The game’s gallery of destructible sandboxes offer some great freeform fun. However, those players wanting more purpose and structure, will likely stick with the campaign. Here, Tuxedo Labs transforms Teardown into a first person, physics-based puzzle game. Campaign objectives will often have you levelling a building with limited tools or stealing some booty.
It is the latter heists-style missions that present a conundrum – once you’ve grabbed your first item an alarm will trigger, giving you a minute or so to reach an exit point on the map. Stages are deliberately designed to give you just enough time to escape, though you’ll have to lay down a plan before hitting that first alarm. A plan that often involves marking and carving paths through the map, positioning getaway vehicles, and so on. While not as immediately satisfying as destruction-based missions, pulling off the perfect heist (while also scooping all optional objectives0 is super satisfying. It will also bag you more campaign stars, unlocking additional tools and equipment.

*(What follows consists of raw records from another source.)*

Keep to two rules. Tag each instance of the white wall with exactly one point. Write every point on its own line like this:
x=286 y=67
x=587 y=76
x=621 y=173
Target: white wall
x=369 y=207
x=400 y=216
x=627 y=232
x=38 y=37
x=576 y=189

It’s likely you’ll get you demolition man fill after playing for several hours, though there’s plenty to go back and explore. Besides a wealth of mods, which includes user-generated levels and tools, Tuxedo Labs continues to update Teardown, having just launched the Art Vandals expansion. Delivering on its promise of fully destructible environments, it’s great for short bursts and an ideal pick for those who have recently purchased a Steam Deck.